A fim de manter a nova política fiscal acima mencionada e proteger a produção local, a Índia até desistiu de aderir ao acordo RCEP no último momento. Em Novembro de 2020, foi assinado o Acordo de Parceria Económica Regional Abrangente (RCEP), que abrange 10 países da ASEAN e 15 países, incluindo a China, o Japão, a Coreia do Sul, a Austrália e a Nova Zelândia. O RCEP visa estabelecer um acordo de comércio livre de mercado unificado, com o objetivo final de que todos os países membros desfrutem dos benefícios de tarifas zero. A Índia, originalmente o 16º país, optou por retirar-se na fase final após participar nas negociações.

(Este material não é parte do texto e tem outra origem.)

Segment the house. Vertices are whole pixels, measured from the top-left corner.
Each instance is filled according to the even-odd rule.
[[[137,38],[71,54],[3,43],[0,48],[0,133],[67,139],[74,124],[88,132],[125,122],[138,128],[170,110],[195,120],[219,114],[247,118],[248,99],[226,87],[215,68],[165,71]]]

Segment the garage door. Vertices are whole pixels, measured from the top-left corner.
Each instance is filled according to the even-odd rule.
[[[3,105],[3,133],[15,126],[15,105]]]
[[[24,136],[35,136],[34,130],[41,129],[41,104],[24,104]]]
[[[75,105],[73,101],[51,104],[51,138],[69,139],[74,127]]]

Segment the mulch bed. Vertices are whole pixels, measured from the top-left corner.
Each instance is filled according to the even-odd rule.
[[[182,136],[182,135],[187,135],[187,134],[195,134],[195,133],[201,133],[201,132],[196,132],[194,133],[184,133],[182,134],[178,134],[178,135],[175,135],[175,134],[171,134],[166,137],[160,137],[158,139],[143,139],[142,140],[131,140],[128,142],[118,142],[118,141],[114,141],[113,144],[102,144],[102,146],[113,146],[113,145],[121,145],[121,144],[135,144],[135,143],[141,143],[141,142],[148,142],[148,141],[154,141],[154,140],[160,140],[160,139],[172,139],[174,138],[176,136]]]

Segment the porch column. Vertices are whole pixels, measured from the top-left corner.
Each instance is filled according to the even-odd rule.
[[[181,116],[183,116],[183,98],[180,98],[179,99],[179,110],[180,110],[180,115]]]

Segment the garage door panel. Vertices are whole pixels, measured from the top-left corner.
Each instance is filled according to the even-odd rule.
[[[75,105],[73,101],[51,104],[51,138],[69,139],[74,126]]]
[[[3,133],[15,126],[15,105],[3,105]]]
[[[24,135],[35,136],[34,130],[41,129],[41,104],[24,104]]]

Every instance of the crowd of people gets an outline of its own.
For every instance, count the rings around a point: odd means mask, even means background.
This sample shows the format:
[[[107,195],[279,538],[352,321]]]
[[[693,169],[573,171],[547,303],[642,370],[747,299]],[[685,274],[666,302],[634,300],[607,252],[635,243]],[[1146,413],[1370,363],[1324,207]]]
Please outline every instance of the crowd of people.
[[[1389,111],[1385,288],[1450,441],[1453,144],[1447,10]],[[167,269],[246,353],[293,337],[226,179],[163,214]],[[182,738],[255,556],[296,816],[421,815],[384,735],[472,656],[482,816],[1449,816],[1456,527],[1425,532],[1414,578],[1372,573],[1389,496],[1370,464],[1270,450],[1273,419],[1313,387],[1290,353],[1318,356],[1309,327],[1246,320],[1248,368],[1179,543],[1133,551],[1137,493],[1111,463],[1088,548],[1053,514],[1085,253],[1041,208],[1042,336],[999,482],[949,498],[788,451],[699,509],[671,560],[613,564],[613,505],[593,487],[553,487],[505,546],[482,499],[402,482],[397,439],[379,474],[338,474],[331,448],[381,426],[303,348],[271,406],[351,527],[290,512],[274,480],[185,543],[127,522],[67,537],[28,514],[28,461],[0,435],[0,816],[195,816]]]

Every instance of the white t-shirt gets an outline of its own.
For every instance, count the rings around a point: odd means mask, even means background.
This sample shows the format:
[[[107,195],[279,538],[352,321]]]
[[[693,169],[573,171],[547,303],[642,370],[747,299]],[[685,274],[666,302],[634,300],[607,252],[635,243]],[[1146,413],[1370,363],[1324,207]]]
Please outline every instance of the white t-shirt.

A teoria do nacionalismo económico resume melhor as motivações por trás do comportamento acima mencionado da Índia. Esta teoria acredita que existe competição económica entre diferentes países do mundo. Se um país quiser vencer a concorrência, deve implementar políticas xenófobas para proteger a sua economia da concorrência de produtos, tecnologia e capital estrangeiros. Em termos de trocas comerciais específicas, são estabelecidas várias barreiras para impedir a entrada de mercadorias estrangeiras para proteger as empresas nacionais locais.

Sob a influência da forte promoção de estratégias de produção local por parte da Índia, os produtos eletrónicos tornaram-se a maior categoria de exportação. Em março, as suas exportações triplicaram em comparação com 2018, atingindo 23 mil milhões de dólares. Entre eles, espera-se que a produção de smartphones produzidos na Índia aumente de 3% do mundo em 2014 para 19% em 2023.

Com base no facto de não planear fazer quaisquer alterações ao actual sistema fiscal, a Índia pretende mesmo alargar a sua experiência bem sucedida na indústria dos telemóveis à indústria informática.

Em agosto deste ano, a Direção Geral de Comércio Exterior da Índia anunciou que, a fim de "garantir a entrada de hardware e sistemas confiáveis" na Índia, reduzir a dependência das importações e promover a fabricação local, implementará requisitos de licença para a importação de laptops e tablets.

Segundo a Reuters, a Índia teve que ajustar a sua política e decidiu adiar a sua implementação por um ano devido a reclamações da Apple, Dell, HP e outras empresas e do governo dos EUA. Depois que as empresas começarem a produzir laptops e tablets localmente na Índia, o sistema de cotas de importação entrará gradualmente em vigor. O tamanho da quota de cada empresa dependerá da sua produção localizada, importação de hardware de TI e exportação de tais produtos da Índia. Este regime de cotas de importação não se aplicará a smartphones.

Actualmente, o governo Modi está empenhado em atingir a meta de produção 100% local de telemóveis. Em 2014, quando os fabricantes nacionais de telemóveis entraram pela primeira vez na Índia, o número de telemóveis exportados para a Índia todos os anos atingiu 180 milhões. As estatísticas da alfândega indiana mostram que, até 2022, o número de telemóveis importados pela Índia da China caiu para 2,19 milhões, uma redução de mais de 90%.

Embora seja cada vez mais difícil ganhar dinheiro com a Índia, entre ganhar menos dinheiro e não ganhar dinheiro, nenhum fabricante de telemóveis escolherá activamente esta última opção, a menos que seja o último recurso.